Rune glowered up at her, pupils blown, deepening to something darker. Terrified. Reverent. A little ruined.
“Release me,” he growled, but even that sounded unsteady.
Her heart hammered.
She summoned her voice, barely a breath. “How? I don’t even know what this is.”
Rune swallowed hard. “This is… old magic. An array of glyphs forming a binding spell and not one my shadows created.”
“But I don’t know any spells. I don’t even know how I did it.”
“Your blood did,” another said.
They turned to the path where Lady Zinnia stood, radiant and terrible in armor shaped like blooming petals.
Thorn-etched plates curled over her shoulders, her sword glowing with a soft blush light.
Her pink hair was braided back with a crown of silver thorns, her presence a blend of fae grace and lethal command.
“I am Princess Zinnia of the Spring Court, Thornbearer of the Midlands, daughter of the Mortal God. Lay a finger on my niece, and I will bloom a garden from your corpse.”
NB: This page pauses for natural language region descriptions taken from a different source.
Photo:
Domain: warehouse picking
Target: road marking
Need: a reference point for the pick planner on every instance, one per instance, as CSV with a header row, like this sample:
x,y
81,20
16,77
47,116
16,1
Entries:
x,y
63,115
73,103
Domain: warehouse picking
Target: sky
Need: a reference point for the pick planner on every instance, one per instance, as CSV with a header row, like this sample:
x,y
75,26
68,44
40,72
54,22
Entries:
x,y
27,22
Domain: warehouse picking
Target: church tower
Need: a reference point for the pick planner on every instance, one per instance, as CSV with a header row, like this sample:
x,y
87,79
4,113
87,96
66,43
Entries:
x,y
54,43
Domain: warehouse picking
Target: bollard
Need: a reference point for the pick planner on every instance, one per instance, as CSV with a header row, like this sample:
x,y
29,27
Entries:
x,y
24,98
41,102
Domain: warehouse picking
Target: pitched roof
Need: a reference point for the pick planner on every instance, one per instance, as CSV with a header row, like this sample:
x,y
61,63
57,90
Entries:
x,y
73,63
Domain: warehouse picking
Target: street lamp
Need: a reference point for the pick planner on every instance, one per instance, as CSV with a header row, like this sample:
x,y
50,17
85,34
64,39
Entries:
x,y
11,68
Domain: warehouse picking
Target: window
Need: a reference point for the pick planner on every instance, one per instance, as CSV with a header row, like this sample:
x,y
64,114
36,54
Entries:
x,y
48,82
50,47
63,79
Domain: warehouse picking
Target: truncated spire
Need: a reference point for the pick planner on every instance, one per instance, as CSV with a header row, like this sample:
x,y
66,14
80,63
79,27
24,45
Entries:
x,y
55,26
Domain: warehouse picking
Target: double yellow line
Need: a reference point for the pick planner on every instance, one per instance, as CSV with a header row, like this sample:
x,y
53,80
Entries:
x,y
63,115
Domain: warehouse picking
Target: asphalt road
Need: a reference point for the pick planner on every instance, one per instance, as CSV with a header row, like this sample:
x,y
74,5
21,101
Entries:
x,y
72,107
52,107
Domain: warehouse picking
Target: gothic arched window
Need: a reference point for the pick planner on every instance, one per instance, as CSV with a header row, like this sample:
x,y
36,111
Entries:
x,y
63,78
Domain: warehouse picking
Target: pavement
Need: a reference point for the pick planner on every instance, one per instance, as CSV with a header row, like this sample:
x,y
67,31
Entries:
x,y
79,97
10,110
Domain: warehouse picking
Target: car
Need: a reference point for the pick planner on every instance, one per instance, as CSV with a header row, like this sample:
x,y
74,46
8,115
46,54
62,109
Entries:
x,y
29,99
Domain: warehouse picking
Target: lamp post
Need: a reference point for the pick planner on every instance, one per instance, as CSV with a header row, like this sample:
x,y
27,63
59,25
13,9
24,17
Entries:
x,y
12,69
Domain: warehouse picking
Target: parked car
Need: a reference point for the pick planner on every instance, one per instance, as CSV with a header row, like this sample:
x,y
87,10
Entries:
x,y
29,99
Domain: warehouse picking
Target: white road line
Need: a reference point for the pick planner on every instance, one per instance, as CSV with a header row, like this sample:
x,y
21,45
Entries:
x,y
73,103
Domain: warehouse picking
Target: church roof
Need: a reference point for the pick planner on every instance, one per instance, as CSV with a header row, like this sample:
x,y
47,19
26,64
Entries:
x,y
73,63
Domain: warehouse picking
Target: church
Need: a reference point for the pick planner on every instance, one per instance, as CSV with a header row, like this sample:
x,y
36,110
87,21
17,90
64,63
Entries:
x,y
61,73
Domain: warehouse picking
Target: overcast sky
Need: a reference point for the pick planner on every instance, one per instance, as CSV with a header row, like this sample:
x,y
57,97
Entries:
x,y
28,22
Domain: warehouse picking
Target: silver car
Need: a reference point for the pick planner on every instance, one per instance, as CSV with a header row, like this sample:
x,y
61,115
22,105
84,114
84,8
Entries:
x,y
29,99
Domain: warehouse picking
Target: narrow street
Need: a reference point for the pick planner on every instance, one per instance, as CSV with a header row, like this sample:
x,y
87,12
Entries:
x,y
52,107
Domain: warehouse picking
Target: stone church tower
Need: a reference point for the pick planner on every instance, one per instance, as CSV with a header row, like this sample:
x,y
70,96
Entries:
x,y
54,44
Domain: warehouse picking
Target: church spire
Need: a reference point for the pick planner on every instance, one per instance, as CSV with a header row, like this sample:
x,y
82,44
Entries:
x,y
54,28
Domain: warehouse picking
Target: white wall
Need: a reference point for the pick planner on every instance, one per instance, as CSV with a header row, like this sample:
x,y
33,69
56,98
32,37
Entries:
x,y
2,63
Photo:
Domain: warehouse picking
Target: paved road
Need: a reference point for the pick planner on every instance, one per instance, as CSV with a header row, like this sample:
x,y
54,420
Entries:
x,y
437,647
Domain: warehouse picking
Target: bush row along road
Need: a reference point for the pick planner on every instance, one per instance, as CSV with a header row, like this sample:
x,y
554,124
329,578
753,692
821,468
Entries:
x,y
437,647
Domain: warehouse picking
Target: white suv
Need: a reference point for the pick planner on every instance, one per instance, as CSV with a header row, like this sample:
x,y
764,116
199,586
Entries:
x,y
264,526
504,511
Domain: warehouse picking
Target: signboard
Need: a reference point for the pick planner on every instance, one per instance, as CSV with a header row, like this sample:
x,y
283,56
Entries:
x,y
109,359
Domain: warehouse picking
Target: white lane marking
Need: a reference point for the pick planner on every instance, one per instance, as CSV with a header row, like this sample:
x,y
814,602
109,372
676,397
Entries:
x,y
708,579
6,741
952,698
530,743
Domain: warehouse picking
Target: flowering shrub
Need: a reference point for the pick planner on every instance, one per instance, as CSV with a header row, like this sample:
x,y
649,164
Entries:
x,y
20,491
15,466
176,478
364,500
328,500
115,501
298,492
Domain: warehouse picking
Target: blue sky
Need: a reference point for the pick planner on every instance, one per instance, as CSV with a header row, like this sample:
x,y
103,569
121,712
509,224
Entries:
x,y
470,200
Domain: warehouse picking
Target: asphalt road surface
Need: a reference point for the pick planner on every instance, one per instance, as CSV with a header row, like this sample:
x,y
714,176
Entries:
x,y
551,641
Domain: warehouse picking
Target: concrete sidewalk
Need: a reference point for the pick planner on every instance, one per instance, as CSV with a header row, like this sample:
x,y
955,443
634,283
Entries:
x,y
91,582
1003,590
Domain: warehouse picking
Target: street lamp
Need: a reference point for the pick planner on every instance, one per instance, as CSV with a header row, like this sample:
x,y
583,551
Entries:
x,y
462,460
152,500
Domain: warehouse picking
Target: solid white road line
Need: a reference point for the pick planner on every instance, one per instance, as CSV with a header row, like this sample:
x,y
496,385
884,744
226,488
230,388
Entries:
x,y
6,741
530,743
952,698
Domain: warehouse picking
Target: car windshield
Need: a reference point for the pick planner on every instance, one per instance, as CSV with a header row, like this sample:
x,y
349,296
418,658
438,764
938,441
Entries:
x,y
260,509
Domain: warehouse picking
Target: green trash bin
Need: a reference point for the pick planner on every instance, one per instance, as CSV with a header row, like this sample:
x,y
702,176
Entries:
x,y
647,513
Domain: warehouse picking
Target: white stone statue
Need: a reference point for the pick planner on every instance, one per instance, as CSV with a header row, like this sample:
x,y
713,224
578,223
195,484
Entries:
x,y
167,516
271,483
Behind her, an army of paladins stood like a living forest braced for war.
Their armor was formed of dark green steel, layered like overlapping leaves and veined with faint gold.
Helms shaped with elk horns glinted beneath the morning light, and their yew spears and bows shimmered as if carved from the forest’s own heart.
And they all aimed their nocked bows at Rune, the arrowheads glinting with Nightstone.